ADHD has a strong genetic heritability, as approximately 70-80% of the clinical symptoms of a patient can be ascribed to heritable factors. However, the heritability of ADHD is not based on one single genetic aberration in the genetic material of a patient, but in most of the patients multiple small genetic variations play a role at the same time. Each of these variations has a small effect on the disease risk of a person. The fact that in different ADHD patients different genetic variations play a role, makes the genetic basis of ADHD even more complex. Besides, these variations also occur in healthy individuals, although ADHD patients have (a lot) more of these genetic variations.

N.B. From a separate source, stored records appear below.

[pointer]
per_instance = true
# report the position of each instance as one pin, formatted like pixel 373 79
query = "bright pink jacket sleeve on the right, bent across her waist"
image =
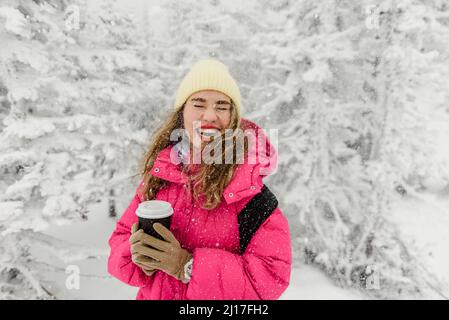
pixel 262 272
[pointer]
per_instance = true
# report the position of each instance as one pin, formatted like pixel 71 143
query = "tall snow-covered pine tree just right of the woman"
pixel 337 58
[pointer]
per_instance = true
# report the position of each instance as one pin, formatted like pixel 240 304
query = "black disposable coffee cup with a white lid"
pixel 152 211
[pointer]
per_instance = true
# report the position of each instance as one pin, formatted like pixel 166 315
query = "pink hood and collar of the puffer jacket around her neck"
pixel 248 177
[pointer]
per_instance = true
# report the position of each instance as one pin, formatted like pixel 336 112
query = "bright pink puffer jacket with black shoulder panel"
pixel 212 236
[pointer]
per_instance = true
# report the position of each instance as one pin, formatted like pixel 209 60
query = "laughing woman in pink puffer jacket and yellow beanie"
pixel 205 255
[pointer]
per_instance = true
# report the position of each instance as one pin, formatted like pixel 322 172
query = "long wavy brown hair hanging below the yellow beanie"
pixel 205 179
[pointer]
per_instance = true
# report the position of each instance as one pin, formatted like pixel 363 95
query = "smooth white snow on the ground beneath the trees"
pixel 424 223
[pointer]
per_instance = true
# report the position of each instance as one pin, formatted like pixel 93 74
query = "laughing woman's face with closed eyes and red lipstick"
pixel 206 113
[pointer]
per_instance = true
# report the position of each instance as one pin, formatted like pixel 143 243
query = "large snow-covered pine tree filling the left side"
pixel 73 94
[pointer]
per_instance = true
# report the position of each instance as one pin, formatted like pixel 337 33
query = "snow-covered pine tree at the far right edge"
pixel 416 59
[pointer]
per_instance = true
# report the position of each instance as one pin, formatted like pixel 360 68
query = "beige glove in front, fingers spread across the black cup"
pixel 169 256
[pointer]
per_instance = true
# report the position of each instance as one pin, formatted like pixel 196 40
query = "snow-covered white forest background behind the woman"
pixel 357 89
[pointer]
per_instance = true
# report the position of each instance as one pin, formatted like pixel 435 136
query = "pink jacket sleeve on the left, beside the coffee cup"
pixel 120 264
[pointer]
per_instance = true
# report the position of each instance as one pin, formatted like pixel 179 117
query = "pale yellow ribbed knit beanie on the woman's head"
pixel 208 74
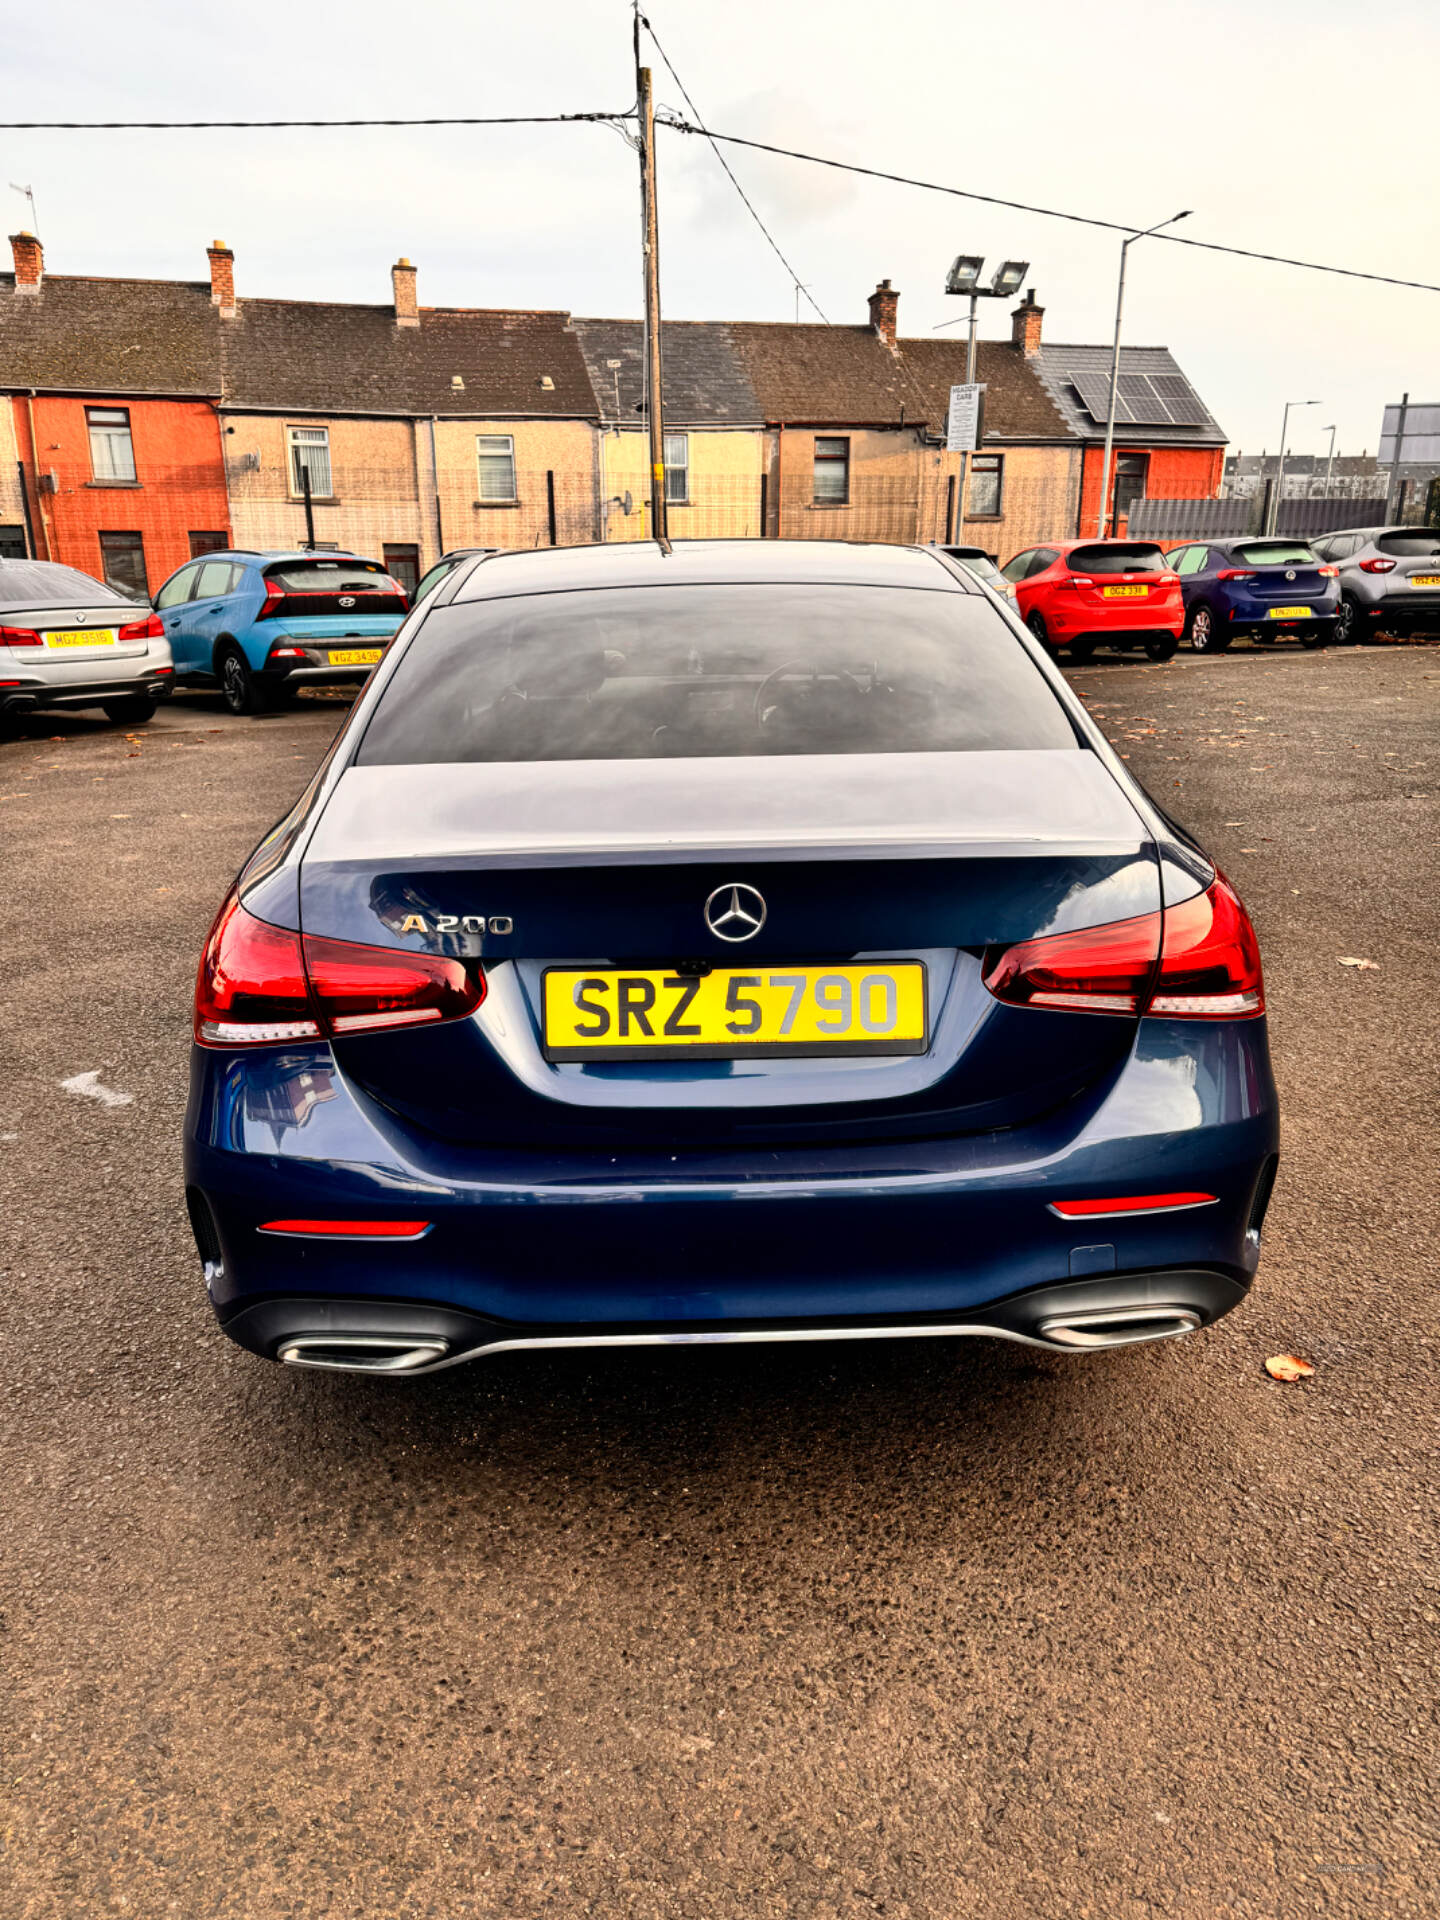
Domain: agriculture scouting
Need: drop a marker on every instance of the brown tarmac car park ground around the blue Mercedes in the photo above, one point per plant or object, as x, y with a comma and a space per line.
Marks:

More insights into genes and genetic variants, that underlie ADHD, can improve our understanding of biological processes that differ in ADHD patients. Recently, we discovered that in ADHD the formation of connections between nerve cells during embryonic brain development progresses differently. However, the detection of genetic factors for ADHD is still a large puzzle. We think that there might be up to 1000 ADHD-related genes, and in each of these genes there are probably multiple genetic variations, which can increase the risk for ADHD. Until now, we only know very little of these genetic variants and not more than 10 different genes for ADHD have been described yet. For that reason, a lot more research is needed. Because the effects of individual genetic variants are so small, our research can only be conducted in large cohorts of ADHD patients and healthy people. Accordingly, the collaboration between several research groups, such as within the IMpACT group, is extremely important for the scientific progress.
IMpACT focuses its research on ADHD in adults, i.e. persistent ADHD. This is because it is the most severe form of ADHD. There is also evidence that genetic factors of persistent ADHD play a more prominent role than in childhood ADHD. Thus, the group of adult patients seems to be very helpful for our research on discovering the genetic factors underlying the development of this disorder.